ネットアップ、中堅企業向けネットワークストレージ「FAS2240」~EMCのVNXeなどに対抗


2U筐体の「FAS2240-2」
米NetApp プラットフォーム&ストレージ担当シニアディレクター、ラジ・ダス氏
FAS2240の特徴

 ネットアップ株式会社は9日、中堅企業向けのネットワークストレージ「FAS2240」を発表した。NFS/CIFS、iSCSIなどのプロトコルに対応し、販売は同日より開始されている。

 FAS2240は、主に中堅企業を対象にしたネットワークストレージで、ネットアップのストレージの中ではエントリーに位置付けられるモデル。2U筐体の「FAS2240-2」と、4U筐体の「FAS2240-4」がラインアップされている。

 米NetApp プラットフォーム&ストレージ担当シニアディレクター、ラジ・ダス氏は、「従来の『FAS2040』と比べて、パフォーマンスが2~3倍に向上しながら、低価格化を果たした」と、FAS2240の特徴を説明する。参考価格は、1TB SATA HDDを12基搭載したシングル構成の場合で179万円(税別)となるが、FAS2040のほぼ同様の構成では457万7000円となり、大幅に価格が見直されているという。

 スペックの面では、FAS2040と同様、最大8ポートのGigabit Ethernet(GbE)を搭載可能。物理メモリを従来より50%多い12GBとしたほか、オンボードの6Gbps SASポートも従来の倍となる4ポートへ拡張された。さらに、「最近の中堅企業では10GbEやファイバチャネル(FC)の採用が増えており、今後も増えていくであろう状況だ」(ダス氏)という点を受けて、FAS2040では対応していなかった、8Gbps FC×4、または10GbE×4の拡張カードが提供される。

 OSは、ネットアップのストレージが共通して採用するストレージOS「Data ONTAP 8.1」を搭載し、エントリーからミッドレンジ、ハイエンドまでの各ストレージを同じように管理・運用可能。機能としては、重複排除やシンプロビジョニング、管理ツール「System Manager 2.0」「Virtual Storage Console」などが標準で提供される。ディスクは、FAS2240-2/2240-4ともに最大24基内蔵可能で、拡張筐体を利用すれば、それぞれ374TB、432TBまでストレージ容量を拡張できるスケーラビリティを備えた。

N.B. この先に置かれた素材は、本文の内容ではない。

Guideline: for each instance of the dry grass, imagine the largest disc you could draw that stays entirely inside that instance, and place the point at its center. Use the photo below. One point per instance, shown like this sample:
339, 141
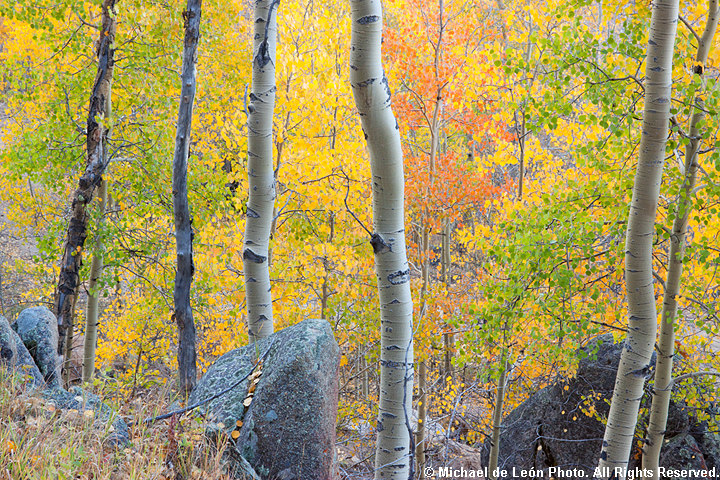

 こうした点についてダス氏は「当社では、エントリーからミッドレンジ、ハイエンドまで、管理方法やプロビジョニングを変更することなく運用可能だ。低価格なFAS2240を導入してすぐに運用をスタートできるし、ビジネス規模の拡張に従って、(外部筐体を利用して)HDDを拡張していける。さらに拡張が必要になって上位製品を導入した場合に、FAS2240を外部筐体に転用できるため、投資を保護できるのも重要な点である」と話し、ネットアップならではの優位性を強調した。

 なお競合製品としては、EMCジャパンのエントリーストレージである「VNXe3300」などを想定しているとのことで、さらに安価な競合製品に対しては、FAS2040の価格などを見直して対抗する予定。ただし、具体的な価格などについては現時点では未定とした。

 販売面では、国内でも中堅向けに特化した営業チームを強化しており、大阪、名古屋支店を拡充するとともに、福岡支店を11月1日開設。中堅市場についても全国展開に注力するという。さらに、「ネットワールド、兼松エレクトロニクスといった販売パートナーとの連携では、共同プロモーションだけでなく、ジョイントのソリューションパッケージ展開も考えている」(ネットアップ 技術本部の近藤正孝本部長)とのこと。